Czy chodziło Ci o katanę? Akurat ona jest bardzo dobra na początek. Lepsza od piły imo. Prawym przyciskiem myszy szybciej nią atakujesz.
Ogólnie pograłem chwilę i wykonałem jedynie pierwsze zadanie, ale już mam wrażenie, że ten poziom trudności nie był testowany, albo przynajmniej nieuważnie.

Niemalże każda broń dzierżona przez naszych wrogów (czyt. każdy kogo napotkamy) zabija nas od razu! Zwiększenie poziomu trudności poprzez absurdalny boost w damage'u którzy wrogowie zadają jest złe. Jest to najzwyklejsze pójście na łatwiznę moim zdaniem. Cenię sobie kiedy gra jest trudna, ale za to uczciwa, a ten mod na Hardzie jest wszystkim tylko nie tym.

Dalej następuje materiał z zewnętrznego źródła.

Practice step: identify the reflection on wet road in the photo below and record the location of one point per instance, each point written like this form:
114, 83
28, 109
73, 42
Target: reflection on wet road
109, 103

Sam mod również ma wiele niedociągnięć, że aż się dziwię, że to nie beta. Losowe crashe (jednak gra o nich ostrzegała), balans mógłby być lepszy, zadanie ze zbieraniem prezentów jest zdeka frustrujące i w moim odczuciu to był taki czasozapychacz. Quad często odmawia posłuszeństwa, szczególnie na moście na mapie "Forest", albo pomiędzy niektórymi mapami nie da się przejechać, gdyż po wczytywaniu od razu pojawia się kolejne które cofa nas do poprzedniej mapy.
Również na moim poprzednim save'ie (na Normalu) nie mam pojęcia co mam zrobić. Wykonałem wszystkie zadania lecz nic się nie stało. Wracam do Dave'a i również nic.
Lecz za to jest też dużo dobrych rzeczy o których mógłbym powiedzieć o tej modyfikacji.
Przede wszystkim system kupowania i sprzedawania. Tak powinien wyglądać w oryginalnym Postalu 2, albo przynajmniej coś w ten deseń. Jest o wiele wygodniejszy. Wyścig również podobał mi się. Szczególnie ten moment w Paradise Mall.

Przyjaciele z Al-kaidy niezbyt dobrze przyjęli porażkę
Zadanie w którym odwiedzamy Dude'a Seniora w wariatkowie również było niezłe. Klimat tej lokacji był bardzo dobry i ciekawe nowe zastosowanie mają zapałki. O samej mapie jako całokształt nie mogę wiele powiedzieć, bo to stare Paradise i to też nie całe. Mod jest pełen błędów gramatycznych, ale dialogi improwizowane już z gotowych kwestii wyszły w miarę nieźle. Gry w salonie gier również mnie rozbawiły, szczególnie ta z pierwszą mapą z Sonic Adventure.
Mod jest całkiem, całkiem, lecz nie nazwałbym go ukończonym, zważając na istnienie wielu błędów.